FIFA did not comment directly on allegations in the World Anti-Doping Agency (WADA) report that Russian Sports Minister Vitaly Mutko, who sits on its supervisory council, had ordered the cover-up in the cases of the soccer players.
The independent WADA report, authored by Canadian lawyer Richard McLaren, said that Moscow had concealed hundreds of positive drug tests involving athletes from a variety of sports, including soccer.
FIFA said it "will request from WADA all details concerning the individual cases of doping in Russian football that are referenced in the McClaren report."
"Once FIFA receives this information from WADA," it continued, "it will take the appropriate next steps."
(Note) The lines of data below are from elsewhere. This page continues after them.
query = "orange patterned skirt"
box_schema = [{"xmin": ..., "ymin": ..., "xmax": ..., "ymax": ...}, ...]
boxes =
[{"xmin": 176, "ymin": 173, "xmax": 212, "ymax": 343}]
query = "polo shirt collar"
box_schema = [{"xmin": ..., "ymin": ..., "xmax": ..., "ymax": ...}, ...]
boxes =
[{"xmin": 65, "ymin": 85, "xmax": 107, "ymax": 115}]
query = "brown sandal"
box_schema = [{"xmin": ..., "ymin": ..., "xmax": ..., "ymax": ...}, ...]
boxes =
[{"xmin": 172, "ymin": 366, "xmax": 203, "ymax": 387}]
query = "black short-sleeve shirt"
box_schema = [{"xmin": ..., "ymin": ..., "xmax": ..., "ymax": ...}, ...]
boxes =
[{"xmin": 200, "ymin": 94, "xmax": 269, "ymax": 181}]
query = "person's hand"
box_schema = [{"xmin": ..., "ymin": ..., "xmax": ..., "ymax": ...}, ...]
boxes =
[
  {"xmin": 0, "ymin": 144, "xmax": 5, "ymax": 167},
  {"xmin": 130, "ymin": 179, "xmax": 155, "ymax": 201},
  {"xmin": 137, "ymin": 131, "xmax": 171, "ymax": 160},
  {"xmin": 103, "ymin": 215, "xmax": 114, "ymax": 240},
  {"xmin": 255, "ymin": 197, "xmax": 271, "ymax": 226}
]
The WADA report said that Russian Deputy Sports Minister Yury Nagornykh had decided which athletes would benefit from a cover-up, known as a "SAVE" order, although Mutko appeared to make the decision with regard to soccer players.
"The [chief investigator] is aware of at least one foreign footballer playing in the Russian league who had that benefit of a SAVE order," it said. "That SAVE decision was made by Minister Mutko and not Deputy Minister Nagornykh."
Eleven Russian soccer players also benefited from a cover-up after failing doping tests, the report said.
"E-mail evidence available...shows that the SAVE decision for the football players was the final decision of 'VL'. VL is the first name and patronymic name initials of the minister of sport, Vitaly Leontiyevich Mutko."
Mutko, president of the organizing committee for the 2018 World Cup which will be hosted by Russia, has not commented since the release of the McLaren report.
However, when the same allegations were made in June by German broadcaster ARD/WDR, he described them as "silly" and said that he and Russia were being smeared as payback for winning the right to host the 2018 World Cup.
Asked bout Mutko's situation, FIFA said "the Ethics Committee is an independent body of FIFA and only it can decide what actions to take in respect to this issue."